Apliquemos isto à nossa vida. É importante que Deus seja grande entre nós, na vida pública e na vida privada. Na vida pública é importante que Deus esteja presente, por exemplo, através da Cruz nos edifícios públicos; que Deus esteja presente na nossa vida comum, porque somente se Deus está presente temos uma orientação, uma estrada comum; do contrário os contrastes tornam-se inconciliáveis, deixando de existir o reconhecimento da dignidade comum. Tornemos grande Deus na vida pública e na vida privada. Isto significa dar espaço todos os dias a Deus na nossa vida, começando de manhã com a oração, e depois dando tempo a Deus, dando o domingo a Deus. Não perdemos o nosso tempo livre se o oferecemos a Deus. Se Deus entra no nosso tempo, todo o tempo se torna maior, mais amplo, mais rico.

Maria era invadida pela luz divina e por isso era tão esplêndida, tão bondosa, tão radiante de amor e de bondade

Segunda observação. Esta poesia de Maria, o Magnificat, é toda original; contudo, ao mesmo tempo, é um "tecido" feito totalmente com "fios" do Antigo Testamento, feito da palavra de Deus. Dessa maneira, vemos que Maria estava por assim dizer, "em casa" na palavra de Deus, vivia da palavra de Deus, estava imbuída da palavra de Deus. Na medida em que falava com as palavras de Deus, pensava com as palavras de Deus, os seus pensamentos eram os pensamentos de Deus, as suas palavras as palavras de Deus. Era invadida pela luz divina e por isso era tão esplêndida, tão bondosa, tão radiante de amor e de bondade. Maria vive da palavra de Deus, é inundada pela palavra de Deus. E este estar imersa na palavra de Deus, este ser totalmente familiar à palavra de Deus, dá-lhe também a luz interior da sabedoria. Quem pensa com Deus pensa bem, e quem fala com Deus fala bem. Tem critérios de juízo válidos para todas as coisas do mundo. Torna-se sábio, prudente e, ao mesmo tempo, bom: torna-se também forte e corajoso, com a força de Deus que resiste ao mal e promove o bem no mundo.
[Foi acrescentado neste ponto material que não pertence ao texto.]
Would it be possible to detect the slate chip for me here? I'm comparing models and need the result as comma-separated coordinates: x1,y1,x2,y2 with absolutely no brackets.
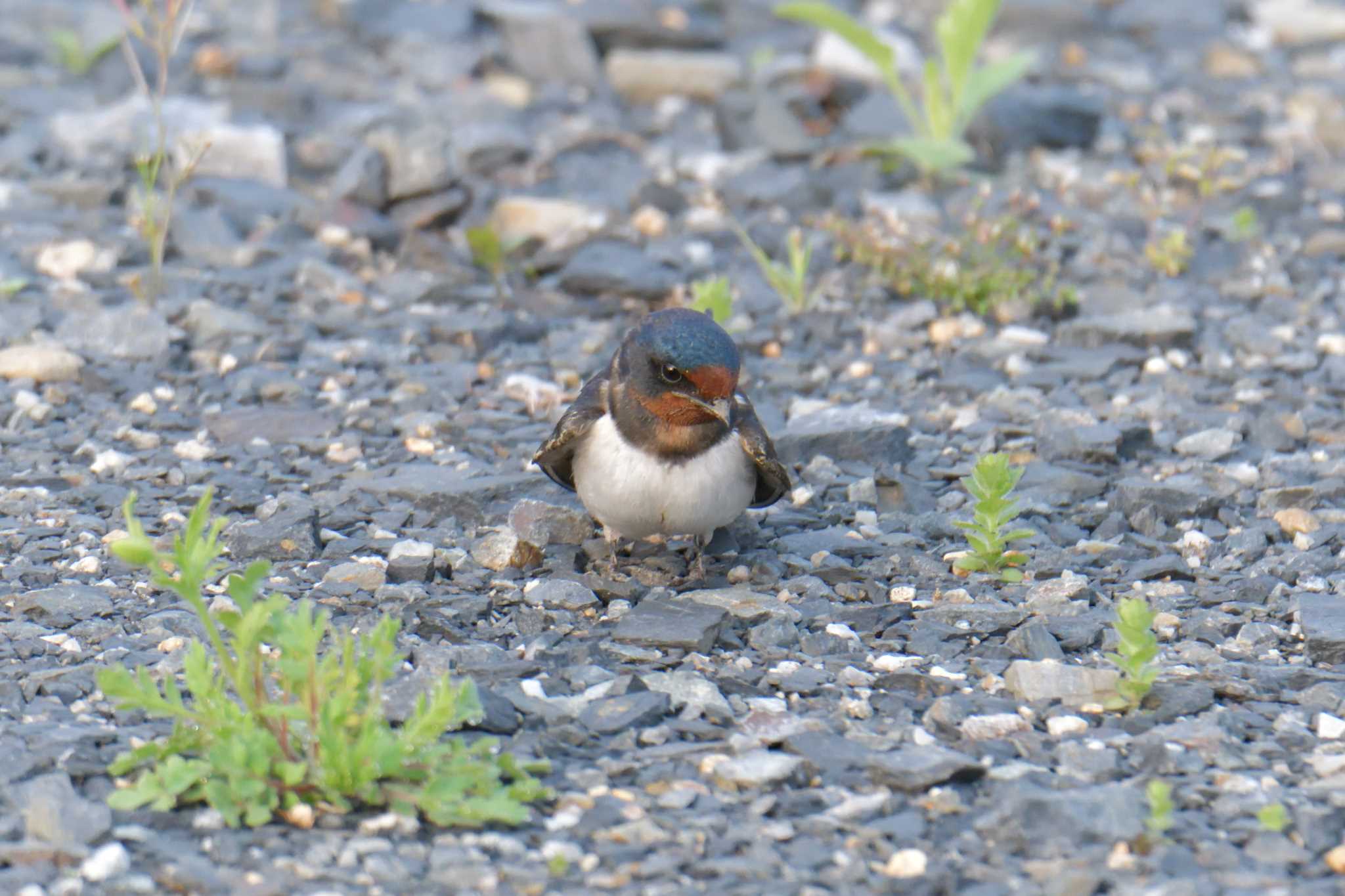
580,691,672,735
13,584,113,629
1298,594,1345,664
866,746,986,792
612,598,729,653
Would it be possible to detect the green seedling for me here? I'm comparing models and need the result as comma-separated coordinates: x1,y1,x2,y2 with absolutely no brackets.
692,277,733,325
1145,227,1195,277
99,489,549,826
47,28,121,78
1107,598,1158,710
1256,803,1289,834
954,454,1036,582
820,201,1078,317
1229,205,1260,243
1145,778,1174,840
775,0,1033,173
464,224,527,297
730,222,816,314
113,0,208,302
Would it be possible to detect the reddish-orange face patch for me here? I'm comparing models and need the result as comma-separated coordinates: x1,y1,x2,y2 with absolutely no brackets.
636,393,718,426
686,364,738,400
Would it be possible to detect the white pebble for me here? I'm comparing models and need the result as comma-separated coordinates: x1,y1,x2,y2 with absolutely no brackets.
1046,716,1088,738
882,847,929,878
1317,333,1345,354
1317,712,1345,740
79,842,131,881
172,439,215,461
E, assim, Maria fala conosco, fala a nós, convida-nos a conhecer a palavra de Deus, a amar a palavra de Deus, a viver com a palavra de Deus, a pensar com a palavra de Deus. E podemos fazê-lo de diversíssimos modos: lendo a Sagrada Escritura, sobretudo participando na Liturgia, na qual no decurso do ano a Santa Igreja nos abre diante todo o livro da Sagrada Escritura. Abre-o para a nossa vida e torna-o presente na nossa vida.

Penso ainda no "Compêndio do Catecismo da Igreja Católica", que recentemente publicamos, no qual a palavra de Deus é aplicada à nossa vida, interpreta a realidade da nossa vida, ajuda-nos a entrar no grande "templo" da palavra de Deus, a aprender a amá-la e a estar, como Maria, imbuídos desta palavra. Desse modo a vida torna-se luminosa e temos critério para julgar, recebemos bondade e força ao mesmo tempo.
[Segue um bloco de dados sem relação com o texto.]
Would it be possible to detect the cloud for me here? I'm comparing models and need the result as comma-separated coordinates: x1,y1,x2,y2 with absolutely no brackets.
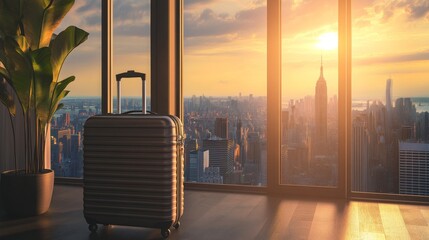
353,49,429,65
405,0,429,19
76,0,101,13
184,0,216,9
184,6,267,38
113,23,150,37
353,0,429,23
113,0,150,22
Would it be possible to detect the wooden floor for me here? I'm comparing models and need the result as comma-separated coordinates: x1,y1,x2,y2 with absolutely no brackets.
0,186,429,240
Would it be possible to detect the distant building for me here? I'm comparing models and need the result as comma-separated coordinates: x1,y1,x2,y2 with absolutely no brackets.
203,138,234,179
201,167,223,184
351,118,370,192
185,139,198,181
188,149,210,182
399,142,429,196
214,118,228,139
314,59,328,155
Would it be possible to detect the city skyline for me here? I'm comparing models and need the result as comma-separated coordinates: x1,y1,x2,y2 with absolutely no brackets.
54,0,429,99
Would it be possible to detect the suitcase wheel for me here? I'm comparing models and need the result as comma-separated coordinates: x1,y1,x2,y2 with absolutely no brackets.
88,223,98,233
173,221,180,229
161,228,171,238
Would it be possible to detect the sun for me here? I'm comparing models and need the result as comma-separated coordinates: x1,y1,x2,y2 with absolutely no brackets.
316,32,338,50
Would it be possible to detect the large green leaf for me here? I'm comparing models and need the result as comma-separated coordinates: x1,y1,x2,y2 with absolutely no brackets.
49,76,75,119
50,26,88,82
31,47,53,124
4,38,33,112
22,0,74,50
0,76,16,116
15,35,30,52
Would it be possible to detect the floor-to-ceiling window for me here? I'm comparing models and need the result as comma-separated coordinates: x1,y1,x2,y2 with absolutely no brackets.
111,0,150,113
183,0,267,186
50,0,101,178
350,1,429,199
280,0,339,187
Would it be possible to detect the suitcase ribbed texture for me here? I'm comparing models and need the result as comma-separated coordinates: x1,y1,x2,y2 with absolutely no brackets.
84,115,184,228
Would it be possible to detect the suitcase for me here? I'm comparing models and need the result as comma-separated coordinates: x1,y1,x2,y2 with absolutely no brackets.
83,71,184,238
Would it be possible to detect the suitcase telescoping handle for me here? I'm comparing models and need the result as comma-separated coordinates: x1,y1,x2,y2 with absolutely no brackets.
116,70,146,114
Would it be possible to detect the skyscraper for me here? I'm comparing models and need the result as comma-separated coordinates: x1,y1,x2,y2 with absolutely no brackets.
203,138,234,177
351,117,370,192
215,118,228,139
188,149,209,182
399,142,429,196
314,57,328,154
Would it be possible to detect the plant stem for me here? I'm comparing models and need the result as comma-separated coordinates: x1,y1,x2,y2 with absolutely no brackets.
9,113,18,174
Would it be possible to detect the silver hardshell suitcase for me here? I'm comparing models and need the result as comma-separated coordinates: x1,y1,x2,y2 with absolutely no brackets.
83,71,184,238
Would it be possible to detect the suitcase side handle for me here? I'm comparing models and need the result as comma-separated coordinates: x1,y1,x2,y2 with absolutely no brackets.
116,70,146,114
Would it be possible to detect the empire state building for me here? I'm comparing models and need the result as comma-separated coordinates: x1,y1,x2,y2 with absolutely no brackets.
314,58,328,154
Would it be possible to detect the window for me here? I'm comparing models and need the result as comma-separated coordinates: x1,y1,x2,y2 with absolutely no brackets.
111,0,150,113
51,0,101,178
280,0,339,187
183,0,267,186
351,1,429,196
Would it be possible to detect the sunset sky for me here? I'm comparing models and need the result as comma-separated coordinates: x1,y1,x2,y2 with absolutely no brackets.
57,0,429,100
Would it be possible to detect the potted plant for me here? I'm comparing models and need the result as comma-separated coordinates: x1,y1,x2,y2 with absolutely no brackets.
0,0,88,216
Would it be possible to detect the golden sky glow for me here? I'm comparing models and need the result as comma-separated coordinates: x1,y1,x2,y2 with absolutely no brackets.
57,0,429,100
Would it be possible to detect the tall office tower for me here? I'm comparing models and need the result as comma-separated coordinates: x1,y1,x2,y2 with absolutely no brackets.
351,117,371,192
57,129,71,159
215,118,228,139
314,57,328,155
281,110,289,145
70,132,81,159
399,142,429,196
63,112,70,127
185,139,198,181
203,138,234,177
244,132,261,185
188,149,210,182
235,119,243,145
201,167,223,184
386,78,393,113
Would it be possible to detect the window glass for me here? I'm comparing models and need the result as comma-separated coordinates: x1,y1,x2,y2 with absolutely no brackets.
280,0,338,187
183,0,267,186
351,1,429,196
50,0,101,178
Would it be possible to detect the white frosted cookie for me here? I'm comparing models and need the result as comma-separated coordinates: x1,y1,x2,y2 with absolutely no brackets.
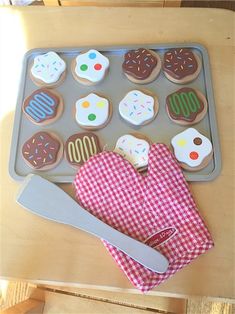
31,51,66,87
72,49,109,85
75,93,112,130
114,134,150,169
119,90,158,125
171,128,213,171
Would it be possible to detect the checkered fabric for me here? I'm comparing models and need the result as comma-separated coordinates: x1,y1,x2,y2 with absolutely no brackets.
74,144,213,292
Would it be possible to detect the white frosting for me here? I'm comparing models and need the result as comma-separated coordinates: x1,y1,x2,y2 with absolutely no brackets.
31,51,66,84
114,134,150,169
119,90,154,125
75,49,109,83
75,93,109,127
171,128,212,167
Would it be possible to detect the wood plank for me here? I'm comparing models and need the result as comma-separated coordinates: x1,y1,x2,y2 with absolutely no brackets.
0,7,235,299
38,285,187,314
43,0,60,7
60,0,164,7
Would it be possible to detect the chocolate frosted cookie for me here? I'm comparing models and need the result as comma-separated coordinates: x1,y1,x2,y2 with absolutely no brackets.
65,132,101,168
122,48,161,84
163,48,201,84
22,132,63,170
166,87,208,125
22,88,63,125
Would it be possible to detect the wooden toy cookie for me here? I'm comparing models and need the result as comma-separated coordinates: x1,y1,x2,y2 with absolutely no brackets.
64,132,101,169
171,128,213,171
30,51,66,88
22,88,63,125
75,93,112,130
163,48,202,84
166,87,208,125
71,49,109,85
114,134,150,171
119,90,159,126
22,132,63,170
122,48,161,84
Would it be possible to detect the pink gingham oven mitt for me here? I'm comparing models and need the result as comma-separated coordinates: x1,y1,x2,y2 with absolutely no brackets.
74,144,213,292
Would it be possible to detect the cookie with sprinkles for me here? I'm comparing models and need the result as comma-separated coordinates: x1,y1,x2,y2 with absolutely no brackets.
114,134,151,171
163,48,202,84
30,51,66,88
22,88,64,125
119,90,159,126
166,87,208,125
22,132,63,170
122,48,161,84
71,49,109,86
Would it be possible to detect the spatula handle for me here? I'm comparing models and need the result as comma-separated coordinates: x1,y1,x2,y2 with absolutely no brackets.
17,175,169,273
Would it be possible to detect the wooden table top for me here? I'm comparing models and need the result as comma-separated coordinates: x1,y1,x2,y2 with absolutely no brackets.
0,7,235,299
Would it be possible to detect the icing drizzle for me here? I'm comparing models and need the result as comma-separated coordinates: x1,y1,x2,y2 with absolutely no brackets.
65,133,101,166
31,51,66,84
119,90,155,125
166,87,204,122
114,134,150,169
23,88,59,123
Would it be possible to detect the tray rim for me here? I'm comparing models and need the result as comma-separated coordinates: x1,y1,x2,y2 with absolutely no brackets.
8,42,222,183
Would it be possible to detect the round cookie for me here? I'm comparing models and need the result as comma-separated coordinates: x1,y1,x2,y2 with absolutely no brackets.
171,128,213,171
162,48,202,84
114,134,150,171
22,132,63,170
64,132,101,169
30,51,66,88
71,49,109,85
22,88,63,125
75,93,112,130
166,87,208,125
119,90,159,126
122,48,161,84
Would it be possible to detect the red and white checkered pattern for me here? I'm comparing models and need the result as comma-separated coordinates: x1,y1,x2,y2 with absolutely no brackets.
74,144,213,292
Agota Maria distante de nós? Pelo contrário: precisamente porque está com Deus e em Deus, está pertíssimo de cada um de nós

Maria é elevada em corpo e alma à glória do Céu e, com Deus e em Deus, é Rainha do Céu e da terra. Porventura está tão distante de nós? Pelo contrário: precisamente porque está com Deus e em Deus, está pertíssimo de cada um de nós. Quando estava na terra podia somente estar perto de algumas pessoas. Estando em Deus, que está próximo de nós, que está no "interior" de todos nós, Maria participa nesta aproximação de Deus. Estando em Deus e com Deus, está perto de cada um de nós, conhece o nosso coração, pode ouvir as nossas orações, pode ajudar-nos com a sua bondade materna e é-nos dada, como disse o Senhor, como "mãe", à qual podemos dirigir-nos em todos os momentos. Ela escuta-nos sempre, está sempre perto, e, sendo Mãe do Filho, participa no poder do Filho, na sua bondade. Podemos confiar sempre toda a nossa vida a esta Mãe, que não está longe de nós.

Neste dia de festa, demos graças ao Senhor pelo dom da Mãe e rezemos a Maria, a fim de que nos ajude a encontrar o caminho justo todos os dias. Amém.